# We rescued a nestling pigeon and need advice.



## Bingo (Sep 1, 2014)

Last Wednesday my wife rescued a nestling pigeon from her workplace, an automotive stamping plant of all places. It was found on the floor and could not be returned to the nest as it was unreachable, so she brought it home to rescue. She obtained some good info from a gentleman at the local humane society who has had experience rescuing a few pigeons from factories himself, but we are looking for advice on weaning it from hand feeding to teaching it how to feed and drink on it's own. From pictures on the net of baby squabs we estimate it is aprox. 15 days old. It has been eating quite well. We have been feeding it about every two to three hours during the day as our schedule permits with breaks at night of about 6 hours. He is currently in a nest of straw in our garage, protected from predators and weather. Research on the web has led us to this site with hope that we can continue our education as quickly as possible for proper care and raising of this squab. Any suggestions will be appreciated. Thank you for your time.


----------



## Jay3 (May 4, 2008)

Good for you for helping him. What have you been feeding him, and what method have you been using? You should only feed him after his crop has emptied. If you don't wait for it to empty, then you are adding new food to old, and it can cause problems within the crop. Fill his crop up like a soft little bean bag. Soft but not packed hard, then wait for it to empty before feeding again. He must be kept very warm in order to digest the food. The garage may get too cool at night. A heating pad set on Low and put under the nest would help, and covering the cage with a towel. The parents would be sitting on him and keeping him warm at night. In nature the parents would be weaning him at around a month old. But you can start the process in another week. A good way is by thawing and warming frozen peas under warm running water. Hold him on your lap and against your body. Open his beak, and put in a pea. Push it to the back of his throat and over the tongue. Let go of his beak and he will swallow it. At 3 weeks, you can probably give about 30 peas maybe 3 times a day, if his crop has emptied. If not, then wait till it does. Can you post a picture of the baby?


----------



## Bingo (Sep 1, 2014)

*Feeding.....*

Jay3, Thank you for your reply. Attached are a photo from Saturday in his straw nest and today outdoors on the deck. We have been feeding him Kaytee Exact baby bird food by hand and just today I purchased Dove/Pigeon seed and "he" has been eating some of the smaller sized millet out of our hand. I also have some starter grit but haven't introduced that to him as of yet. I also haven't yet had him drink water from a container, he's getting most of it from his baby food.. We notice he has difficulty getting around and his right leg seems to have been injured in his fall from the nest. I took a photo of his leg for advice. It may be too late to try anything with the leg?


----------



## Skyeking (Jan 17, 2003)

*Thank you for helping.

Does he walk on the leg?

Can you take another clear picture with the leg unfolded?
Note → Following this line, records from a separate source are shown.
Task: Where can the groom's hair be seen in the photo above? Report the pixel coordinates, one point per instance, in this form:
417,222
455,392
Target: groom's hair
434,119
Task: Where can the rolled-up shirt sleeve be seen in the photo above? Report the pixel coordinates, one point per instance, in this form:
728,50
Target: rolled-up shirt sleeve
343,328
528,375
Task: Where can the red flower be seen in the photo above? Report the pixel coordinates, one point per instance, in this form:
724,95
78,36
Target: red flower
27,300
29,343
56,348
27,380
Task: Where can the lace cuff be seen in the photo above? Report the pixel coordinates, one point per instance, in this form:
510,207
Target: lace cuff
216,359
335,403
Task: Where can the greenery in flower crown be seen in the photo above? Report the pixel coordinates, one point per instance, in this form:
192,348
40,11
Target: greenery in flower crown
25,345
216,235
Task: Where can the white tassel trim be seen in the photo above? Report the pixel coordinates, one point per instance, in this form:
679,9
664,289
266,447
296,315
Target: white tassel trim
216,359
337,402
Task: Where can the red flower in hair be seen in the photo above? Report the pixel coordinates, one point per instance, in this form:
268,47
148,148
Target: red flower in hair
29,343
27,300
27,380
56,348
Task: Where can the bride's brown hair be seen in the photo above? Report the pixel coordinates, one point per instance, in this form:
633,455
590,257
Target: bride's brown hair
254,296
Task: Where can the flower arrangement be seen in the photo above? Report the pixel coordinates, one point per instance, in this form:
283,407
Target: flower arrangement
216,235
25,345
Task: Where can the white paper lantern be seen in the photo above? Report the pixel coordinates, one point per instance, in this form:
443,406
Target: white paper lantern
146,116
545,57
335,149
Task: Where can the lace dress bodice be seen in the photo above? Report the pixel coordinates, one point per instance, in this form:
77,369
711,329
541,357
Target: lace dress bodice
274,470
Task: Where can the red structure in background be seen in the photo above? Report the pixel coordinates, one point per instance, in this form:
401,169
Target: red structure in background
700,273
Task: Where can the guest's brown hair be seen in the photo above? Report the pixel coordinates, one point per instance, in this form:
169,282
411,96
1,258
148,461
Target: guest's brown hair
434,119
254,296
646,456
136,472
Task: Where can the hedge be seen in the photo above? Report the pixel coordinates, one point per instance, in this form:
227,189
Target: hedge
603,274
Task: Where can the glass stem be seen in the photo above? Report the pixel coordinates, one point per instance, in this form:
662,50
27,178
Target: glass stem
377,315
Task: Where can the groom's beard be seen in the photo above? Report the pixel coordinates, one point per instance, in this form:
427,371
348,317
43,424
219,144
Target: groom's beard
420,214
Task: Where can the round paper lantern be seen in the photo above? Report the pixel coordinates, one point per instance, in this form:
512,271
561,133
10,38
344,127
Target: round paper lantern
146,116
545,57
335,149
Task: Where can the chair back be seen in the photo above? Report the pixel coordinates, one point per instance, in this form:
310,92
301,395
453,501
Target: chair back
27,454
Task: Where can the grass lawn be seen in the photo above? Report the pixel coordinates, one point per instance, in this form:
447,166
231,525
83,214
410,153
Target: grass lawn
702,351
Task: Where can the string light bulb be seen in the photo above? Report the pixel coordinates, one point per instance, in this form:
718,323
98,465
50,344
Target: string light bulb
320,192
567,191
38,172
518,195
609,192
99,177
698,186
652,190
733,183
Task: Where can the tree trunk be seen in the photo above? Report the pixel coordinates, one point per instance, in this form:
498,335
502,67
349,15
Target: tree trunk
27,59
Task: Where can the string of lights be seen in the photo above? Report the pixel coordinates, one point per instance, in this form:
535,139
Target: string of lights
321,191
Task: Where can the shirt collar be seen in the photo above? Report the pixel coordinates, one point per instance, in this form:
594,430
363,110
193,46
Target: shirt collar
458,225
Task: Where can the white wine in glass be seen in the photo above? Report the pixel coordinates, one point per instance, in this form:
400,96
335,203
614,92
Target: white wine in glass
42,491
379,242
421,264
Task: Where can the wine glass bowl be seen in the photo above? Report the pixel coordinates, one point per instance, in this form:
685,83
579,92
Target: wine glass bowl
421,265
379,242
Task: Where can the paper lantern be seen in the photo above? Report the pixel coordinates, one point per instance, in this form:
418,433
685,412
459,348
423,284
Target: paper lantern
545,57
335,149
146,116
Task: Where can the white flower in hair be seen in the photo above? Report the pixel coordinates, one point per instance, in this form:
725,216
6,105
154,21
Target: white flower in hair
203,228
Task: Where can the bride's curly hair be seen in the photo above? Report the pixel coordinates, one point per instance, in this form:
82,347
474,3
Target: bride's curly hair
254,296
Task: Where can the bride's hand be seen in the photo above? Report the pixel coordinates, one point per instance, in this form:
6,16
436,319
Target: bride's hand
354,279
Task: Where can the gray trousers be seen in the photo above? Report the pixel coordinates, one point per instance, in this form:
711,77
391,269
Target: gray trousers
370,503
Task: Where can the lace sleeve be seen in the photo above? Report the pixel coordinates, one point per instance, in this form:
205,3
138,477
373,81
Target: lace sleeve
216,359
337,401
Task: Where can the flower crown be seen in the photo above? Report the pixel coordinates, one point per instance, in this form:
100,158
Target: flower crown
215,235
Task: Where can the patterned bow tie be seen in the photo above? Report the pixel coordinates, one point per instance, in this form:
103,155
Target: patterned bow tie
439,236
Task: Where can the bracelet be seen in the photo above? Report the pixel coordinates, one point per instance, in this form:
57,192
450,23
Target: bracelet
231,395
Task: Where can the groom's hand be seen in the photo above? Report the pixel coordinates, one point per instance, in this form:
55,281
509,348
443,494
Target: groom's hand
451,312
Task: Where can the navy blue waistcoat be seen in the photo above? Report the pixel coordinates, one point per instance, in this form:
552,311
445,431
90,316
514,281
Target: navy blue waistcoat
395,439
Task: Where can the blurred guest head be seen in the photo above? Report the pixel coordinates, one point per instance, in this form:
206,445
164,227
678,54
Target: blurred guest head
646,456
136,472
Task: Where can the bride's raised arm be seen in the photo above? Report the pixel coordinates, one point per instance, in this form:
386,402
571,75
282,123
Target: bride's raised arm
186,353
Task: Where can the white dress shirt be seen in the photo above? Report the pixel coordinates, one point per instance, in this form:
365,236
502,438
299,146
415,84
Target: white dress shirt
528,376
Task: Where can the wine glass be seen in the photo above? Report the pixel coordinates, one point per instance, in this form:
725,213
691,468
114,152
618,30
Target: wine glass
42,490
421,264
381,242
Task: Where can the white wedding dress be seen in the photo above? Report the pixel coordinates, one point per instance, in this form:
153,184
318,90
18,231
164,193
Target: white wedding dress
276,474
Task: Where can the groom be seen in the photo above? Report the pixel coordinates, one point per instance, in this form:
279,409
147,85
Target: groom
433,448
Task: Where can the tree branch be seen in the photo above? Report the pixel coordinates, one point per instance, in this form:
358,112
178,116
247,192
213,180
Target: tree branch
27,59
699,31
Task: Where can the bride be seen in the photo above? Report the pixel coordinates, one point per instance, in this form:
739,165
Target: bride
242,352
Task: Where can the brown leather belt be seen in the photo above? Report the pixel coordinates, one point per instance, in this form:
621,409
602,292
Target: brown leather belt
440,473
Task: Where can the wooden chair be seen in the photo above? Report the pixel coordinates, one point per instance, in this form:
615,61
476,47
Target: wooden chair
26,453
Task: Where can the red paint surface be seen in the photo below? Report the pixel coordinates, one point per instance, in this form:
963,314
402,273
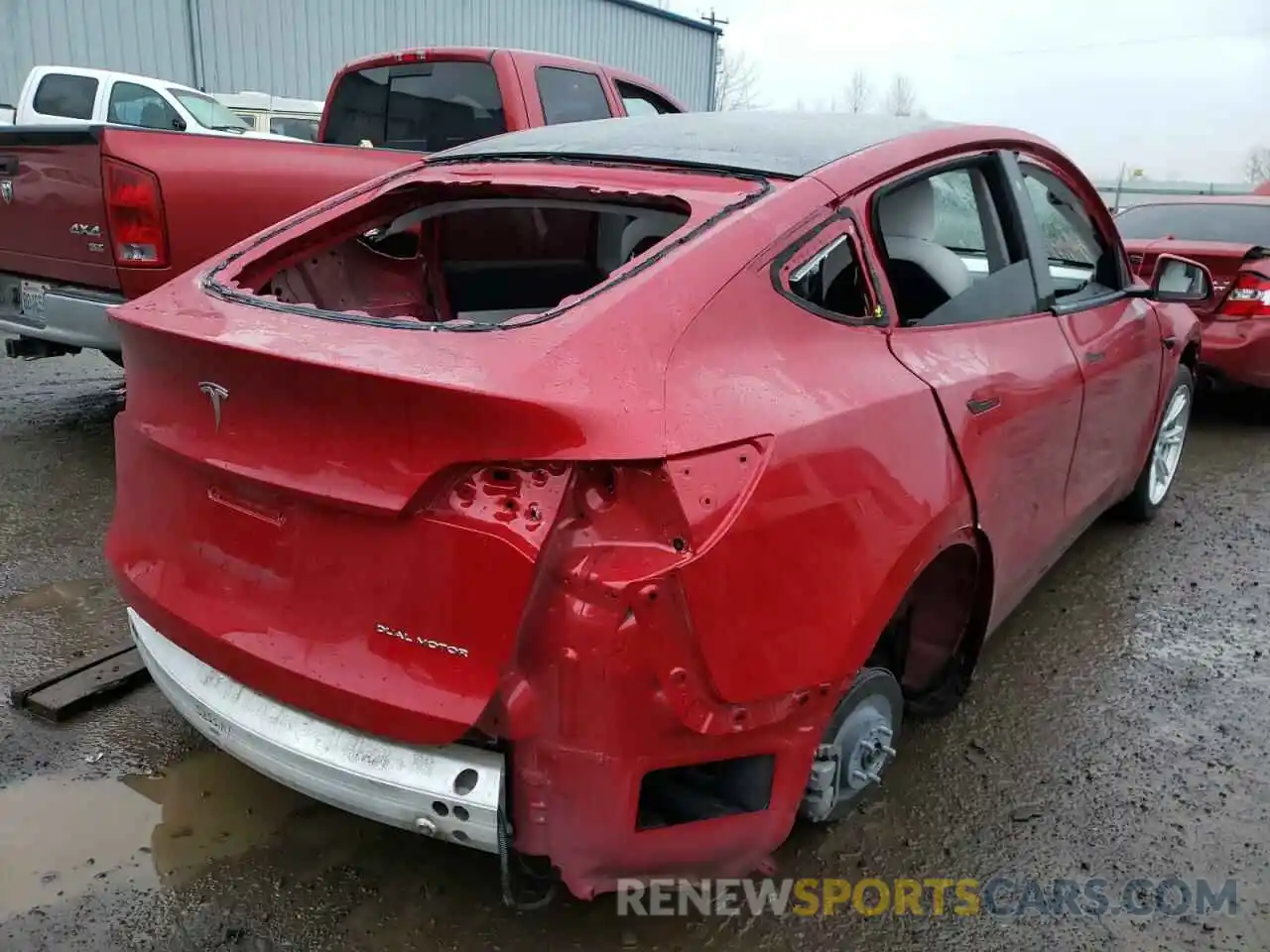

If the youngster has started finding an interest in seed, you can put the seed in a spill proof deep dish and leave it with him so he can practice. Also try gently dipping his beak (not nostrils) in water he may be interested.

You can hand feed peas, it is less messy. 

Here is a wonderful link with lots of helpful info on raising youngsters/babies.  http://www.pigeonrescue.co.uk/caringforababypigeon.htm

*


----------



## Bingo (Sep 1, 2014)

*injured leg w/photo*

Yes he does walk on it but with difficulty. It appears to be swollen and is angled rearwards below the upper joint. You may see it in the photo but it was difficult to get a good representation of my description, sorry. Thank you for the info of feeding of thawed frozen pea's. We bought a package and will try feeding him pea's when his crop is empty later this evening. I have gently dipped the tip of his beak into water but he hasn't caught on the practice of drinking on his own yet. The garage where we've been keeping him is warm at night, it's insulated and heated. He stay's on a bed of clean straw in an 11" x 16" box designed as a litter box for cats, so he can't fall out. We keep it partially covered to retain his warmth and give him a sense of security which he seems to appreciate. It's the best I could come up with on short notice but plan to build a proper coop when necessary. He regularly flaps his wings and squeaks when we remove the lid and feed him. He is a real joy to see eat and grow. Thank you again for your help!


----------



## Skyeking (Jan 17, 2003)

*The youngster should be seen by an avian vet and may need antibiotics, depending on exactly what that is. 

If it is swollen like there is a boil-that would require antibiotics, if there is actual trauma from a fall there would be swelling or bruising, or a broken bone or joint, and may need to be repaired.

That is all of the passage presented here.